Some search examples (Bash shell syntax). The --file-cabinet option accepts both file cabinet names and basket names:

$ dw-client search --file-cabinet Archive Customer=Foo\*
$ dw-client search --file-cabinet Archive DocNo=123456 "DocType=Invoice \\(incoming\\)"
$ dw-client search --file-cabinet Archive DocDate=2022-02-14
$ dw-client search --file-cabinet Inbox DocDate=2022-02-14

Downloading documents:

$ dw-client search --file-cabinet Archive Customer=Foo\* --download document --annotations

Note: --annotations forces the download as a PDF with annotations embedded.

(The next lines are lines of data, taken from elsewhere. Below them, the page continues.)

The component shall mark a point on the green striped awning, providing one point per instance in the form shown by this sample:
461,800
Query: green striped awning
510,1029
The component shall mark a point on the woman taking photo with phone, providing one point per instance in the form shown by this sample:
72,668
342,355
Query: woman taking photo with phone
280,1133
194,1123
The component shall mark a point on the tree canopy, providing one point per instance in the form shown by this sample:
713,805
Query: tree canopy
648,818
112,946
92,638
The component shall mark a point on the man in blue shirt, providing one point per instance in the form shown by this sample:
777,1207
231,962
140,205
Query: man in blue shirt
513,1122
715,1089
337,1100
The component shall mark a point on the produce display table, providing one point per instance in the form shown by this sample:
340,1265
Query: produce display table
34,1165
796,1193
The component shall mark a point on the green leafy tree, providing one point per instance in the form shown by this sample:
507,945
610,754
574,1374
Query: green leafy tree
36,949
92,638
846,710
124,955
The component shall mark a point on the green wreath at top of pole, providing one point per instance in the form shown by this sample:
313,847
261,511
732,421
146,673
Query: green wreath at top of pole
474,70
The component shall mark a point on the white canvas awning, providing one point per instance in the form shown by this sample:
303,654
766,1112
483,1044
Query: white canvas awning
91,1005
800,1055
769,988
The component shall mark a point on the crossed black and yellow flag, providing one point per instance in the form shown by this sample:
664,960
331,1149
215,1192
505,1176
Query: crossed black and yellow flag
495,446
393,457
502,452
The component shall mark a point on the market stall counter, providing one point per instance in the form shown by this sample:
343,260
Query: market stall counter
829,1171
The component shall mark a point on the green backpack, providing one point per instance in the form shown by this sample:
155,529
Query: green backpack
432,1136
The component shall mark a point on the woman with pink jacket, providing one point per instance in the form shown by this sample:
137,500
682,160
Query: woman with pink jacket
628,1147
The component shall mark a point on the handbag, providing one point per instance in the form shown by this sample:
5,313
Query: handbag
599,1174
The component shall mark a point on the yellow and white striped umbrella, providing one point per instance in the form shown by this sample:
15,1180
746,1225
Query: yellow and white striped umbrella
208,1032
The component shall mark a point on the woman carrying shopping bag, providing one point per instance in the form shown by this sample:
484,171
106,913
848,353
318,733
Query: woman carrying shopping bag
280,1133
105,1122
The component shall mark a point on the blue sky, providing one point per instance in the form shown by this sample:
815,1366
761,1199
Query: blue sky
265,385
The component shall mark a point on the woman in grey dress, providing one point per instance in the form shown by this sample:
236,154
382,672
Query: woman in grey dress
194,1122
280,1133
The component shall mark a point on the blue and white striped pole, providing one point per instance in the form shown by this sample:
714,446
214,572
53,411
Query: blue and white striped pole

Without this flag, the document is downloaded in its original format without annotations.

Downloading a specific document by ID (new in v0.6.1):

$ dw-client get --file-cabinet Archive --id 123456

Downloading attachments of a specific document:

# Download document itself (original format) to stdout:
$ dw-client get --file-cabinet Archive --id 123456 --attachment document > output.pdf

# Download specific attachment:
$ dw-client get --file-cabinet Archive --id 123456 --attachment ATTACHMENT_ID --output my_file.pdf

# Download all attachments to a directory:
$ dw-client get --file-cabinet Archive --id 123456 --attachment "*" --output ./downloads/

Creating and updating documents:

# Create a new document with index fields:
$ dw-client create --file-cabinet Archive --file invoice.pdf Subject="New Invoice" Amount=100.50

# Update index fields of an existing document:
$ dw-client update --file-cabinet Archive --id 123456 Status=Approved

# Add an attachment to a document:
$ dw-client attach --file-cabinet Archive --id 123456 --file supplement.pdf

# Remove an attachment:
$ dw-client detach --file-cabinet Archive --id 123456 --attachment-id ATTACHMENT_ID

Downloading attachments (or sections):

$ dw-client search --file-cabinet Archive DocNo=123456 --download attachments

Some information about your DocuWare installation:

$ dw-client info

Listing all organizations, file cabinets, baskets and dialogs at once:

$ dw-client list

A more specific list, only one file cabinet or basket (by name):

$ dw-client list --file-cabinet Archive
$ dw-client list --file-cabinet Inbox

You can also display a (partial) selection of the contents of individual fields:

$ dw-client list --file-cabinet Archive --dialog custom --field DocNo

Further reading

  • Entry point to DocuWare's official documentation of the REST API.
  • Notable endpoint: /DocuWare/Platform/Content/PlatformLinkModel.pdf
  • Notable endpoint: /DocuWare/Platform/Schema/File/schema-0.xsd — root of the XSD schema files; all other schemas are linked from here via xs:import and xs:include.